All of these videos have modern introductions, but I’ve set the embedded versions to skip over that intro. If you want to rewind, you’re certainly welcome to: I don’t control your browser. (Never mind that bitcoin miner I opened in a separate window.)

“Good-Bye, Central” is from 1978, and documents the last places that actually used central switchboards, instead of the dial system. This is just a little over 10 minutes, and even less if you skip over the intro.

“The Hello Machine” is also short, and is historically interesting: it was directed by Carroll Ballard in 1974. Mr. Ballard went on to direct “The Black Stallion”, “Never Cry Wolf”, and “Fly Away Home”, as well as doing second unit direction on “Star Wars”.

…a short, wordless film-poem, in which he chronicles the building of an entire ESS Mainframe.
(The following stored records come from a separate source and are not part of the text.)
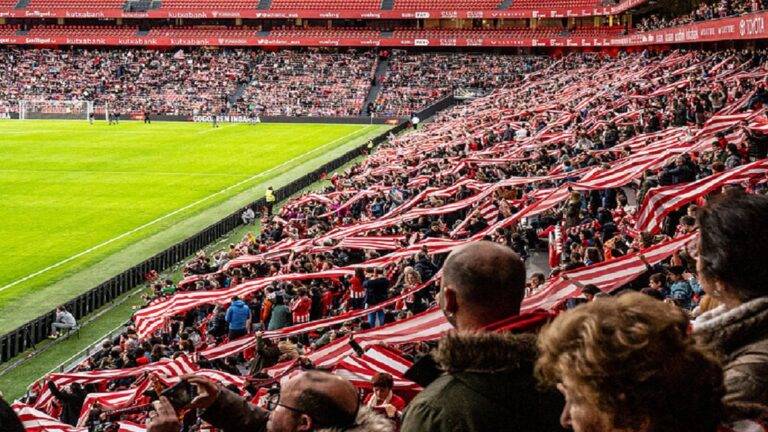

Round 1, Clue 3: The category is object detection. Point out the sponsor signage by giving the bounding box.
[0,0,648,19]
[0,11,768,48]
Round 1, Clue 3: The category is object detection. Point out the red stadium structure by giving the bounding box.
[0,0,768,432]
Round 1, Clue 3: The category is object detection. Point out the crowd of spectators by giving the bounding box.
[0,47,376,116]
[637,0,768,32]
[374,50,540,116]
[239,50,376,117]
[0,47,249,115]
[4,46,768,432]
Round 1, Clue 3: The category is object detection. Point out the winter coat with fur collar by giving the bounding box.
[693,297,768,404]
[401,332,564,432]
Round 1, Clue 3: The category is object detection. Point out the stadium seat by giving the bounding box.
[270,0,381,10]
[269,27,381,38]
[395,0,501,10]
[149,26,258,38]
[162,0,259,9]
[27,25,138,38]
[27,0,125,9]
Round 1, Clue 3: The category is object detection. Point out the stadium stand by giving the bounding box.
[395,0,501,10]
[26,0,125,9]
[269,27,381,38]
[162,0,259,10]
[270,0,381,11]
[393,27,565,39]
[0,25,19,36]
[147,26,259,38]
[27,25,138,38]
[6,43,768,432]
[637,0,768,31]
[375,50,535,116]
[509,0,601,9]
[568,26,626,37]
[239,50,376,116]
[0,0,768,432]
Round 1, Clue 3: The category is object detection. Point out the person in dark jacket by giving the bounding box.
[48,381,88,426]
[363,269,389,327]
[0,393,24,432]
[225,296,251,340]
[207,306,228,339]
[401,241,564,432]
[693,191,768,405]
[267,294,291,330]
[147,371,393,432]
[413,252,438,282]
[662,156,696,185]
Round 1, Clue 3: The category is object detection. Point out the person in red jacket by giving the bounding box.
[363,372,405,420]
[291,288,312,324]
[349,267,365,310]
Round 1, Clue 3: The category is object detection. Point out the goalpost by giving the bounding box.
[19,100,93,120]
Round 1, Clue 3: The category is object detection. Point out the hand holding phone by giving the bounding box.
[160,379,197,411]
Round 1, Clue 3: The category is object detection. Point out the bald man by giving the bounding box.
[147,371,393,432]
[401,241,564,432]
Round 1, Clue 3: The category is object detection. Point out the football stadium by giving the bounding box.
[0,0,768,432]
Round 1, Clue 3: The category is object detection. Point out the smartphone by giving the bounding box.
[160,381,197,411]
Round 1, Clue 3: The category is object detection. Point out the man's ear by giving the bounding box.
[296,414,315,431]
[441,285,459,315]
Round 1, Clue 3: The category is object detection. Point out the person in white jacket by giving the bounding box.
[49,306,77,339]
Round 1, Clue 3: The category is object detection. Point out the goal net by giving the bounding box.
[19,100,93,120]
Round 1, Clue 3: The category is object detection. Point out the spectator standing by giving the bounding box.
[402,241,563,432]
[240,207,256,225]
[536,292,736,432]
[693,191,768,404]
[147,371,392,432]
[49,306,77,339]
[363,268,389,327]
[349,267,365,310]
[291,288,312,324]
[48,381,88,426]
[225,296,251,340]
[363,372,405,420]
[267,295,291,330]
[264,186,277,216]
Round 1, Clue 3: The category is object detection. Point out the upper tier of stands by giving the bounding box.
[0,25,19,36]
[162,0,259,9]
[395,0,501,10]
[270,0,381,11]
[269,27,381,38]
[509,0,601,9]
[569,26,625,37]
[393,27,565,39]
[0,0,632,11]
[10,49,768,430]
[148,26,258,38]
[27,25,138,37]
[24,0,125,9]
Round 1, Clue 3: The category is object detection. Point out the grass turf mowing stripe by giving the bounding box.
[0,122,386,331]
[0,125,368,292]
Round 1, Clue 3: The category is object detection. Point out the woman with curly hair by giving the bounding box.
[536,292,725,432]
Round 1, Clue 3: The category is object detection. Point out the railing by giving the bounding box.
[0,96,457,364]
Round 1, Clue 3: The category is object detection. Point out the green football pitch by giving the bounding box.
[0,120,387,334]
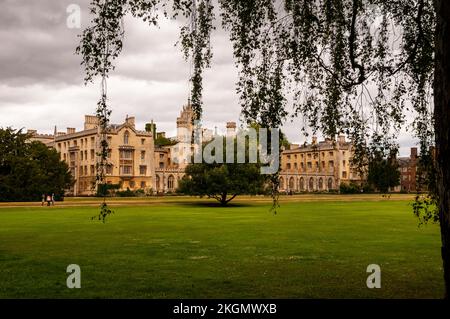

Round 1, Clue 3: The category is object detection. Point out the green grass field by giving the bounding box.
[0,196,444,298]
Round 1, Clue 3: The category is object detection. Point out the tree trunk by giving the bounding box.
[434,0,450,299]
[220,193,228,206]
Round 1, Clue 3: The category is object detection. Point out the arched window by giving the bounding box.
[289,177,295,190]
[309,177,314,191]
[156,175,160,191]
[328,177,333,190]
[167,175,175,190]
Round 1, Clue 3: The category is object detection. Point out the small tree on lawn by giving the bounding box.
[367,157,400,193]
[178,134,267,206]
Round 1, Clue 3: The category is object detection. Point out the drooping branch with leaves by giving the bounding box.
[78,0,450,298]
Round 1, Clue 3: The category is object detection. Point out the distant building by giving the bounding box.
[28,103,236,196]
[280,136,363,192]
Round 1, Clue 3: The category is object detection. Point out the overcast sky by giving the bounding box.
[0,0,413,155]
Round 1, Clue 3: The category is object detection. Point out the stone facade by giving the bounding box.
[29,103,372,196]
[280,136,363,192]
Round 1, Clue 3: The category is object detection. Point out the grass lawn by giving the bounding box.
[0,197,444,298]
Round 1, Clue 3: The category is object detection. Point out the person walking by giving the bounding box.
[47,195,52,206]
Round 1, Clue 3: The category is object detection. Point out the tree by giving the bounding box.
[77,0,450,297]
[0,128,73,201]
[367,157,400,193]
[178,132,267,206]
[178,163,264,206]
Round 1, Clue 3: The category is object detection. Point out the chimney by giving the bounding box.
[125,115,135,128]
[227,122,236,136]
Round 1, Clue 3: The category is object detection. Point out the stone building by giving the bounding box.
[280,136,362,192]
[54,115,155,196]
[28,103,230,196]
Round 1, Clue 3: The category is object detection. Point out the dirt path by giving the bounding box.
[0,194,415,209]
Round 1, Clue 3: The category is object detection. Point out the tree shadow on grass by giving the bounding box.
[173,199,256,208]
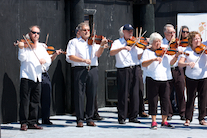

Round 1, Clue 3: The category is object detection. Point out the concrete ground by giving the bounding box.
[1,101,207,138]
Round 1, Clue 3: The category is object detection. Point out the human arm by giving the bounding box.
[178,57,195,68]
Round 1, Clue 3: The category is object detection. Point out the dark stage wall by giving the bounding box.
[0,0,207,123]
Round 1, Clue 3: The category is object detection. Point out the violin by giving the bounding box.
[14,39,34,48]
[155,48,189,57]
[88,35,113,45]
[170,39,188,48]
[127,36,148,49]
[195,44,207,54]
[46,46,67,55]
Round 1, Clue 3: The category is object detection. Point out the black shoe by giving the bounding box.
[93,115,103,120]
[42,119,53,125]
[167,116,172,120]
[119,119,126,124]
[129,118,141,123]
[180,116,186,120]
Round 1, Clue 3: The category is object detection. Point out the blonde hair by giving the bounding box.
[149,32,163,44]
[188,31,201,47]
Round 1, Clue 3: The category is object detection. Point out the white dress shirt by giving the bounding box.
[111,37,143,68]
[141,49,172,81]
[181,47,207,79]
[18,43,51,82]
[67,37,100,67]
[65,37,80,63]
It’s a poetic musing on the connections between handwork and the act of communicating. In the film, he chronicles the act of making and building the mainframe with human hands so carefully that it becomes a handcraft, like weaving or sewing. As he elevates the frameworker to the status of craftperson, the mainframe itself becomes an artistic masterpiece, then brought to life by electricity. Ballard’s stance is that it takes humans to connect humans, not machines.

I know it might be a snoozer for some. (I think when you say “wordless film-poem”, you’ve lost Lawrence. Unless it has music by Philip Glass. Though now I’m wondering: could you do a “wordless film-poem” with tanks?) But: only 13 minutes, and less if you skip the intro.

One more: “To Communicate is the Beginning”, from 1976. This is a bit longer (32 minutes).

The words of luminaries such as Orson Welles and inventor Walter Brattain mingle with those of everyday folks like the operators of a Mom-and-Pop telephone company in Maine, as they attempt to illuminate why and how we are driven to communicate in this artfully-presented film.

There are other interesting folks in this besides Brattain and Welles (though you know I had to use this because Welles): I won’t spoil all of them for you, but I will say I was surprised that Vladimir Zworykin shows up. (He actually died in 1982, at the age of 94.)

Another spoiler (possibly): the Bryant Pond Telephone Company lasted until 1981. The company was sold to Oxford Networks, and Bryant Pond’s cranked system was converted to direct dial and incorporated into the regular network in 1983.